Что-то это перестает мне нравиться.

– Будут строжайше запрещены посещения обителей разврата, – продолжает он, – а также любых злачных мест. Никакого буянства. Никаких внебрачных связей с особами женского пола. Никакого распутства. Также я не потерплю праздности и пренебрежения режимом дня.

Кажется, он нарочно решил пробежаться по семи смертным грехам, причем напоследок припас мои самые любимые.

– А еще, – забивает он последний гвоздь в гроб гран-тура, – распитие спиртных напитков будет строго ограничено.

Я уже открываю рот, чтобы громко возмутиться, но сдуваюсь под жестким взглядом отца.

– Я полностью доверяю решениям мистера Локвуда, – добавляет он. – Во время вашего путешествия он будет выражать мою волю.

Да уж, марионетка отца – последнее, что я хотел бы взять с собой в Европу.

– Надеюсь, – продолжает он, – что в нашу следующую встречу ты будешь трезв, уравновешен и… – Он кидает взгляд на Локвуда, будто не зная, как деликатнее выразиться. – …по крайней мере, чуть более сдержан. Я больше не потерплю твоих незрелых попыток привлечь внимание. По возвращении ты начнешь помогать мне управлять имением и ознакомишься с делами пэрства.

Признаться, я предпочел бы, чтобы мне выкололи глаза десертной вилкой и мне же их скормили, но лучше промолчу.

– Мы с вашим отцом обсудили путь следования. – Локвуд выуживает из кармана записную книжку и, прищурившись, читает: – Лето мы проведем в Париже…

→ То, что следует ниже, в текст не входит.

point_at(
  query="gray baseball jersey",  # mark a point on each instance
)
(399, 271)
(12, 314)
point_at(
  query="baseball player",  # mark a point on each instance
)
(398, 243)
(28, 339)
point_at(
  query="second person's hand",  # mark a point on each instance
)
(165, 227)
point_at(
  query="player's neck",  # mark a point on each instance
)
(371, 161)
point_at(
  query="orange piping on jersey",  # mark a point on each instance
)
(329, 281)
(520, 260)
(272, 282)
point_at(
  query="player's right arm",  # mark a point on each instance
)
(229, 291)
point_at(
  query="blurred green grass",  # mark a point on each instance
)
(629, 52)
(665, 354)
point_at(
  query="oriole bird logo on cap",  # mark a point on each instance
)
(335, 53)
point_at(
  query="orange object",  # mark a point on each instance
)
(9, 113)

– Я хотел бы, чтобы там вы навестили некоторых моих товарищей, – перебивает его отец. – Важно приобрести полезные знакомства. Когда займетесь имением, их нужно будет поддерживать. Кроме того, я попросил дозволить вам сопровождать господина посла, лорда Роберта Уортингтона, с супругой на бал в Версале. И не вздумайте меня опозорить.

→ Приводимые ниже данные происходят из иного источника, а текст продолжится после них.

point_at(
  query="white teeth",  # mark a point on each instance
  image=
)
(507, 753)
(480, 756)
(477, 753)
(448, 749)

– Разве я когда-нибудь вас позорил? – бормочу я.

Мы оба тут же принимаемся перелистывать страницы памяти, заполненные воспоминаниями о том, как я снова и снова оказывался недостоин отца. Страницы всё не кончаются. Вслух мы об этом не заговариваем. При мистере Локвуде это недопустимо.

Локвуд решает махом разбить неловкое молчание, сделав вид, что паузы не было.

– Из Парижа мы отправимся в Марсель, где оставим вашу сестру. Там мисс Монтегю будет посещать школу. Я уже нашел нам апартаменты в Париже и Марселе. Перезимуем в Италии: я предлагаю Венецию, Флоренцию и Рим, ваш отец со мной согласен. Потом, в зависимости от уровня снега в Альпах, отправимся в Женеву или Берлин. На обратном пути мы заберем вашу сестру, и лето вы проведете здесь, в поместье. Мистер Ньютон отправится на обучение в Голландию уже без вас.

В комнате слишком душно, и это начинает действовать мне на нервы. Или, быть может, на нервы мне немножко действует столь кислая прощальная речь. А еще меня по-прежнему пугает то, что после нашего гран-тура Перси уедет в свою проклятую школу проклятых адвокатов в проклятую Голландию, и я впервые в жизни окажусь с ним совершенно разлучен.